The Consumer Financial Protection Bureau yesterday admitted that its leadership structure is unconstitutional, agreeing with a law firm suing the agency that the Supreme Court should hear arguments on the topic.
A copy of the brief, filed by the Department of Justice on behalf of the CFPB, in the case of Seila Law LLC v. CFPB can be accessed by clicking here.
Seila Law LLC — is fighting against having to comply with a Civil Investigative Demand that it received from the CFPB in regards to possible violations of the Telemarketing Sales Rule while selling debt relief services to consumers. The CFPB issued a CID seeking answers to seven interrogatories and four requests for documents. The defendant refused to provide the information, leading the CFPB to file a petition with a District Court, which sided with the regulator. Seila Law appealed that ruling to the Ninth Circuit, which also sided with the CFPB. Seila then appealed the ruling to the Supreme Court.
Separately, Kathy Kraninger, the director of the CFPB, wrote letters to Rep. Nancy Pelosi [D-Calif.], the Speaker of the House, and Sen. Mitch McConnell [R-Ky.] the Senate Majority Leader, acknowledging the acceptance of the long-held argument that only being able to remove the director of the CFPB for cause gives the director too much power.
“I have decided that the Bureau should adopt the Department of Justice’s view that the for-cause removal provision is unconstitutional,” Kraninger wrote, according to a published report. “A Supreme Court decision holding that the for-cause removal provision is unconstitutional should not affect the Bureau’s ability to carry out its important mission.”
In making its argument that the Supreme Court should hear arguments in the case, the DOJ’s brief — written by Solicitor General Noel Francisco — invoked arguments from then-Judge, now-Justice Brett Kavanaugh, who somewhat famously dissented when the Court of Appeals for the District of Columbia heard arguments in PHH v. CFPB and ruled the CFPB’s leadership structure was not unconstitutional.

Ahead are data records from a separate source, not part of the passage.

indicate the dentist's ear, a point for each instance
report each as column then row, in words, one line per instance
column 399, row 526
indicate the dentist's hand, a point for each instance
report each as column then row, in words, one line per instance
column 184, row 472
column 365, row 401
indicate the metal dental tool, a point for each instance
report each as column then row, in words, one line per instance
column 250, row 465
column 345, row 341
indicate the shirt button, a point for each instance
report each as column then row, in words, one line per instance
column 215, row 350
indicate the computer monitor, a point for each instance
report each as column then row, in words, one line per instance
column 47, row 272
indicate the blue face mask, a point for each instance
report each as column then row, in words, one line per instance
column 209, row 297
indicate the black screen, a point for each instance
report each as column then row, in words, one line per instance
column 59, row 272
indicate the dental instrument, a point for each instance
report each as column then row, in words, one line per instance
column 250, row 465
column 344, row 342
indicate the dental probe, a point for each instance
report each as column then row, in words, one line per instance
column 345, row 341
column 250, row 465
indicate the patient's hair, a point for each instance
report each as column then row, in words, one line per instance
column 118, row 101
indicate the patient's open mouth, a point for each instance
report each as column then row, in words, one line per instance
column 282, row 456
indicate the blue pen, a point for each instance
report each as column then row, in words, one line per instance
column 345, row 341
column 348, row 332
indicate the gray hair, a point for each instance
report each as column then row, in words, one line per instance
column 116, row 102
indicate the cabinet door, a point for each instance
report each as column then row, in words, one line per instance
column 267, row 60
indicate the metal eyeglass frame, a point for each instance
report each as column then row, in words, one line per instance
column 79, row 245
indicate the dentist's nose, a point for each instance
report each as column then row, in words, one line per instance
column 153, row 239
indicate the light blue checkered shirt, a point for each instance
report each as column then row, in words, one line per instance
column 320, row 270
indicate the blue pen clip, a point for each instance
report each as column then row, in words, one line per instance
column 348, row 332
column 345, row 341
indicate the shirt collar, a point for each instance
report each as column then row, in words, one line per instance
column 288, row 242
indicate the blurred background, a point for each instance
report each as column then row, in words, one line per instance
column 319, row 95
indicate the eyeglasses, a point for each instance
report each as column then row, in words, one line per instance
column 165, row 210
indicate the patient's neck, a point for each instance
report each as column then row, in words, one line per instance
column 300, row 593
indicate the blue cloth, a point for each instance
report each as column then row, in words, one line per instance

“Because the CFPB is an independent agency headed by a single Director and not by a multi-member commission, the Director of the CFPB possesses more unilateral authority – that is, authority to take action on one’s own, subject to no check – than any single commissioner or board member in any other independent agency in the U.S. Government,” Judge Kavanaugh wrote at the time. “Indeed, other than the President, the Director enjoys more unilateral authority than any other official in any of the three branches of the U.S. Government.”
As well, the brief argues that a multi-member commission structure, similar to the Federal Trade Commission and Federal Communications Commission, with staggered terms, is less risky than letting one person run the show.
“Unlike a multi-headed commission, which generally must engage in at least some degree of deliberation and collaboration, a single Director can decisively implement his own views and exercise discretion without those structural constraints,” the DOJ wrote in its brief. “As noted, it is for such reasons that the Framers adopted a strong, unitary Executive—headed by the President—rather than a weak, divided one. Vesting such power in a single person not answerable to the President represents a stark departure from the Constitution’s framework.”